Created attachment 70395 [details]
serial console capture with sysrq-t/p output while system freeze
Uses unpatched kernel-smp-2.6.13-15.8
Marius, this isn't really the latest patch - this seems to be the bad patch that went into beta3. Please grab the latest patch from CVS HEAD if you want to give it a try. Lars any news on IPsec capturing sysrq info via serial console? OK, I'll rebuild the kernel using the patch from CVS HEAD and retry (this evening).
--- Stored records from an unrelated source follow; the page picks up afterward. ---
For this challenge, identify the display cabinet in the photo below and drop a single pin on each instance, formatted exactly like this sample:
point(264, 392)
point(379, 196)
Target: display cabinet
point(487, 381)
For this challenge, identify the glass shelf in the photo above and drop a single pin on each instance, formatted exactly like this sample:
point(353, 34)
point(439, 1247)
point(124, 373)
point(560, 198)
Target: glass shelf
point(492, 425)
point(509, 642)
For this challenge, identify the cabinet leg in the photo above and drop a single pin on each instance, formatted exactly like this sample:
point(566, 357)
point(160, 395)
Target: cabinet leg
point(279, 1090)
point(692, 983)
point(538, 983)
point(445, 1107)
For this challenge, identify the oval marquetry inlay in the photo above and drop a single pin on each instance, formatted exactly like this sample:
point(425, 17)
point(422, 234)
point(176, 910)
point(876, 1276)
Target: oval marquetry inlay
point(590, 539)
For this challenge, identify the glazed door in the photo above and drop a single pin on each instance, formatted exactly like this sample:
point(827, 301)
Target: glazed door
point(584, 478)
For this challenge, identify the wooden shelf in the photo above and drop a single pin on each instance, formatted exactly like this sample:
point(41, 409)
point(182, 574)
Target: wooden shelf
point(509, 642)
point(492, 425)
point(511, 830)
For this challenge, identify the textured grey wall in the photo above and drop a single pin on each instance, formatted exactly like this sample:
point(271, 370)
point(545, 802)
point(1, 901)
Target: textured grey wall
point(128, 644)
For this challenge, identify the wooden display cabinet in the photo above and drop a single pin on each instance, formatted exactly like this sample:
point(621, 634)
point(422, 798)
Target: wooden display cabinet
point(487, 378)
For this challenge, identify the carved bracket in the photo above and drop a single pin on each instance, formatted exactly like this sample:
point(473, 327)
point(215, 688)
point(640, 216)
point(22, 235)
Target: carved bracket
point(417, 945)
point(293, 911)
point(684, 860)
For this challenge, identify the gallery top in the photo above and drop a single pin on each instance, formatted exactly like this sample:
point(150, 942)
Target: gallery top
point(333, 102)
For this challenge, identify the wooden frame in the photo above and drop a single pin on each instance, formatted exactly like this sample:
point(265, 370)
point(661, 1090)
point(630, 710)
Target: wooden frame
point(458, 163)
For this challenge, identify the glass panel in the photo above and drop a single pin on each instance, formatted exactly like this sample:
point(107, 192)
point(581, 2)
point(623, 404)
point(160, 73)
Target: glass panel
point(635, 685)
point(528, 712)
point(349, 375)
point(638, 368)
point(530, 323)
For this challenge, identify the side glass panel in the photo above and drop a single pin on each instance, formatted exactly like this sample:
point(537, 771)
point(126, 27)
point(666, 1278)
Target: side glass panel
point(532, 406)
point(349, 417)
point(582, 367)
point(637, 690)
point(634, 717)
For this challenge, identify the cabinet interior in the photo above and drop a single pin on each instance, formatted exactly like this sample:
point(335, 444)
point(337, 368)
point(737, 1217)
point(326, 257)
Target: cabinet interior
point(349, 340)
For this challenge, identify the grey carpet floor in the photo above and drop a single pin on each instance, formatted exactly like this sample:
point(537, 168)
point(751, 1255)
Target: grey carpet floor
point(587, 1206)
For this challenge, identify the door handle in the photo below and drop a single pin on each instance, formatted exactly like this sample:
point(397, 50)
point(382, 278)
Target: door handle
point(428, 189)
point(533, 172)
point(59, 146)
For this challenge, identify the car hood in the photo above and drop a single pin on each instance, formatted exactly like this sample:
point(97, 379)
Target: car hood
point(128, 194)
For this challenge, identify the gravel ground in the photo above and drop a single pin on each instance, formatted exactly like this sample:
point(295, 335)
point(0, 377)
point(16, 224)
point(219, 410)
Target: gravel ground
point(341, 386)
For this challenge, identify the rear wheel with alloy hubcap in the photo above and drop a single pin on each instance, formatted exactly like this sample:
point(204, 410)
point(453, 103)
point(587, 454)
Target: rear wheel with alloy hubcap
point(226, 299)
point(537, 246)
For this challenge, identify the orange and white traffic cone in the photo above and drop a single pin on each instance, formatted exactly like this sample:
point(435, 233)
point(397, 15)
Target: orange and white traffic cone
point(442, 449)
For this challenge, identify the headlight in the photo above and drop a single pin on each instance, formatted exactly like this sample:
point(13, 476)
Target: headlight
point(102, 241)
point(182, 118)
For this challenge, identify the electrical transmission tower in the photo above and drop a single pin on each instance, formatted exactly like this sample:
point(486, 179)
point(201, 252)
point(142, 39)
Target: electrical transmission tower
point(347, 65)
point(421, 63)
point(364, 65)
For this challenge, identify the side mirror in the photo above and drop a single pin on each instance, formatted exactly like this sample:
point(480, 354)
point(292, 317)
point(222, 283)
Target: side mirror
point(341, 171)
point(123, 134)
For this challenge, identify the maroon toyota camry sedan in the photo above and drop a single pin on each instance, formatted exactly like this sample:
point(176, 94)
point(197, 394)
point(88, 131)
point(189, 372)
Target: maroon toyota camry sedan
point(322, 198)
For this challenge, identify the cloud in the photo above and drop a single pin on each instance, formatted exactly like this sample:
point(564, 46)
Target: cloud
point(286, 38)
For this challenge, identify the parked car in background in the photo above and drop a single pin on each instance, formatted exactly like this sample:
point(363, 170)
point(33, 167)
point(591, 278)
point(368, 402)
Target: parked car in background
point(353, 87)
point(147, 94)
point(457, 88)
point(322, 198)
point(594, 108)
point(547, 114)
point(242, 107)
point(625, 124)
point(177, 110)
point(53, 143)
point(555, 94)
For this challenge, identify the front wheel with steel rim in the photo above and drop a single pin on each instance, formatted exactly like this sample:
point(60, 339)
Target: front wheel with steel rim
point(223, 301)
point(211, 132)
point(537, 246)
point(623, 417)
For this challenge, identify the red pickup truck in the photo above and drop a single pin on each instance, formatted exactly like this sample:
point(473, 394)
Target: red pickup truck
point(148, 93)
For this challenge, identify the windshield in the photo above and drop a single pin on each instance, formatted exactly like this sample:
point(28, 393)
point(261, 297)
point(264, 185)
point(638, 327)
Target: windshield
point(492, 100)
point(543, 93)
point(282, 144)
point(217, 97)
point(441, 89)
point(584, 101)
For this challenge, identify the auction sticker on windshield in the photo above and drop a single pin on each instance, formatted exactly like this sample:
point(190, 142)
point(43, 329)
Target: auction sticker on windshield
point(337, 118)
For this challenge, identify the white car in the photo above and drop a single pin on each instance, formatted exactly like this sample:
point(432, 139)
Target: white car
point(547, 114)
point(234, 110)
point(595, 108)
I'm using a 10.0 kernel-smp-2.6.13-15.9 + xfrm-endless-loop.diff from CVS
HEAD since ca. 24 hours (one reconnect because my external IP has changed)
and it seems to work fine.
Everytime pluto replaces the ipsec SA, the xfrm_lookup bailing out code is
executed, e.g.:
Feb 28 17:32:23 exodus pluto[8307]: "mt-suse" #43: IPsec SA expired (LATEST!)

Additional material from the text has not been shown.